Polling for the Iowa caucuses is notoriously difficult: it is hard to measure whether people will actually show up in the middle of January to spend two or three hours to cast their votes. But Kerry's pollster, Mark Mellman, had begun to notice that on a comparative basis, Kerry was doing better versus Dean in Iowa than in New Hampshire. The only way to come back in New Hampshire, he reasoned, was to create a slingshot effect, to pick up enough momentum in the Iowa caucuses to convince New Hampshire voters, who went to the polls a week later, that Kerry was the only electable candidate. "Iowa is the key to New Hampshire," Mellman told the Kerry team.
That meant shifting the campaign's limited resources to Iowa--in effect, to bet it all on the quirky Iowa caucuses. There was really no choice, argued Mellman. "There are two things we could do in New Hampshire," he argued at a strategy meeting in September. "One, we could save a drowning child in the Merrimack River [which runs through southern New Hampshire]. Second, we could have him [Kerry] do well in Iowa. The second is easier to arrange."

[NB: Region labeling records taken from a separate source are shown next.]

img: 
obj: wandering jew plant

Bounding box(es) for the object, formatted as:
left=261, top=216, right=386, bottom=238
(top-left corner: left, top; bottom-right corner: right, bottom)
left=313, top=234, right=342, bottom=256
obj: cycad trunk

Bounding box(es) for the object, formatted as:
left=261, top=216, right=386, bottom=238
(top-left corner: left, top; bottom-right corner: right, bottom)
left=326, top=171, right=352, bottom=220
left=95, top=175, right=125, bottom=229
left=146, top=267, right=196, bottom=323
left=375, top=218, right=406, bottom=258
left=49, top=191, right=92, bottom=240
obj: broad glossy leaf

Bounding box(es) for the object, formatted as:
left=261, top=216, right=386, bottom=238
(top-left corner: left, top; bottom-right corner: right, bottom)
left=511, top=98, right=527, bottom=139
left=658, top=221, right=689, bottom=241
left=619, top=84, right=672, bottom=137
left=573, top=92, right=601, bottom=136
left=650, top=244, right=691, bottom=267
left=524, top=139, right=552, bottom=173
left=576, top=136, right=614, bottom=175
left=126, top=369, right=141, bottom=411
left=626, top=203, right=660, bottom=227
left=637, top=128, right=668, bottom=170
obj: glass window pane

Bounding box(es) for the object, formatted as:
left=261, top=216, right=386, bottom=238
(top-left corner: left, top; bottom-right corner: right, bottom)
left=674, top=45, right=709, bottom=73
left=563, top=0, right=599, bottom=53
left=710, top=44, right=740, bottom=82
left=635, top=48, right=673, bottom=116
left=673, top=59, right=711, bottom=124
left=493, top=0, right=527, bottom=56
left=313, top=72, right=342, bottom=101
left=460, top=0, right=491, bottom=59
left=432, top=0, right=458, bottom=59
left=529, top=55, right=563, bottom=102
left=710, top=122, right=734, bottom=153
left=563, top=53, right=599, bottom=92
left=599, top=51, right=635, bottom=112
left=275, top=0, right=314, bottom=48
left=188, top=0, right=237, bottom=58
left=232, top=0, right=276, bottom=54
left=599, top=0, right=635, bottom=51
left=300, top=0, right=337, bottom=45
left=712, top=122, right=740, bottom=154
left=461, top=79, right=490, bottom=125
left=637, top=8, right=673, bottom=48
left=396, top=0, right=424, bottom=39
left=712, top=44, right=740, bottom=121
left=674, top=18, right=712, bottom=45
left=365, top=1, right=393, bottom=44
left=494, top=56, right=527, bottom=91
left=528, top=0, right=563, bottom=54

Kerry was persuaded, but barely, and by December he was having second thoughts. Losing New Hampshire would be a painful humiliation for him. "We need to be in New Hampshire," he would say. He was gambling more than his name. He had taken a $6 million mortgage on the house in Boston to bring some desperately needed cash into the campaign. (Under the prenup, Kerry had part ownership in one of Teresa's five houses.) His brother, Cam, worried that Kerry was betting his daughters' inheritance in a game he could not win. In early January, Kerry's best friend from school days and his former brother-in-law, David Thorne, called Shrum and asked if Kerry really had a chance of winning. "If it looks hopeless," said Thorne, "let's talk about it so he can stop spending his own money."
Shrum knew it wasn't hopeless because he knew Kerry. He understood that at just such moments Kerry had a way of rallying, of rising to the challenge, of even enjoying the sensation of risk and trying to control the uncontrollable. The staid, buttoned-up Kerry concealed a more passionate, audacious side. Shrum, a romantic, had been drawn to the Kennedys as a young theology student/law graduate turned politico. Kerry was not JFK--Kerry's own idol as a teen--but the similarities were more than superficial. Both JFKs liked fine and stylish people and things, thought deeply about history and the world--and were not afraid of risk.
Kerry does not like the daredevil label. He emphatically rejected it in an interview with NEWSWEEK, saying that he avoided really dangerous sports (he mentioned bungee jumping) and was always in control when he took on scary-seeming physical challenges, like kite boarding (a kind of airborne windsurfing). But control is a relative thing, and Kerry clearly likes to look for the edge. For instance, he said he performed aerial stunts only in a plane above 5,000 feet, so that if something went wrong, he'd have time to parachute.